On Wednesday, Israel struck Iran's South Pars gas field and Qatar said that Iranian missiles caused "extensive damage" to the world's largest liquefied natural gas export facility. US President Donald Trump then threatened to "massively blow up the entirety" of the Iranian site if attacks on Qatari energy infrastructure continued.
According to the Iranian Red Crescent Society, US and Israeli attacks over the past few weeks have already damaged at least 67,414 civilian locations, including homes, schools, medical facilities, energy installations, courthouses, and UN Educational, Scientific, and Cultural Organization World Heritage sites.
"All parties to this conflict are bound by their obligations—irrespective of the conduct of any other party—and must take all feasible measures to avoid harm to civilians and damage to civilian objects," Türk stressed. "In times of war, the rule of law, due process, and other human rights obligations continue to apply. The ugly reality of war is not a carte blanche to violate human rights."
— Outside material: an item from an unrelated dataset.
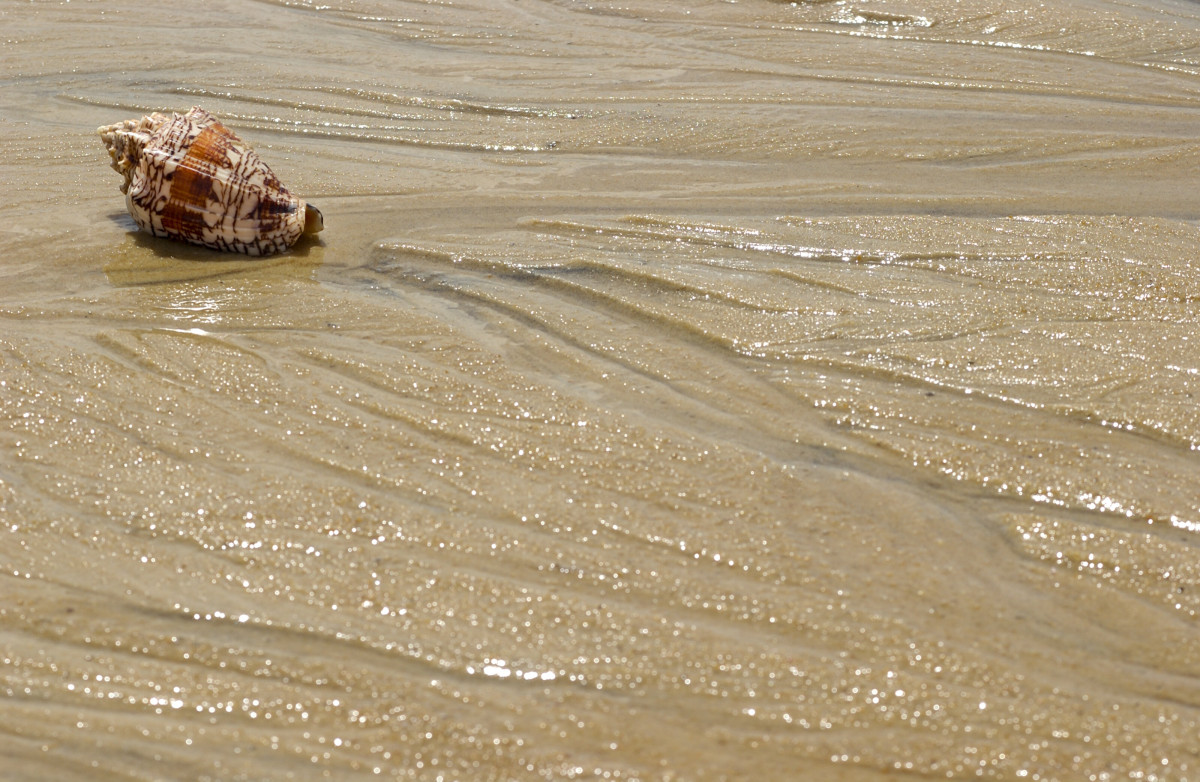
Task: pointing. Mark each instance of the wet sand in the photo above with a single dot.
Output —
(738, 390)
The high commissioner declared that "to pull the region back from the brink and prevent the further loss of civilian life and destruction of vital public infrastructure, renewed diplomatic efforts are critical."
He also acknowledged an upcoming Muslim holiday: "Many across the region and beyond will be observing Eid al-Fitr this weekend in circumstances of hardship, uncertainty, and fear. I extend my Eid wishes to all those who observe it, and my heartfelt solidarity to all those enduring the hardships of conflict and instability."
Citing the Iranian Health Ministry, Drop Site News reported Thursday that "at least 1,444 people have been killed and 18,551 injured" across Iran. Reuters noted that as of Wednesday, the US-based Human Rights Activists News Agency put the death toll in Iran even higher, at 3,134. The Lebanese Ministry of Public Health said Thursday that Israeli attacks this month have killed 1,001 people and wounded 2,584 across Lebanon.
Additionally, Iranian missiles have killed at least 15 Israeli civilians and four Palestinian women in the illegally occupied West Bank, according to Reuters. The Israeli military has confirmed the deaths of two soldiers in Lebanon, and the Pentagon has verified that 13 US service members are dead, and another 200 have been wounded.
Despite the rising body count, and polling that shows the war is unpopular with the US public, including Trump voters, the president is seeking another $200 billion dollars from Congress, which has not authorized the war on Iran.
Responding to that request, US Sen. Chris Van Hollen (D-Md.) said that "the best way to end this war, protect our troops, save civilian lives, and rein in a lawless administration is to cut off funding. I'm a hell no."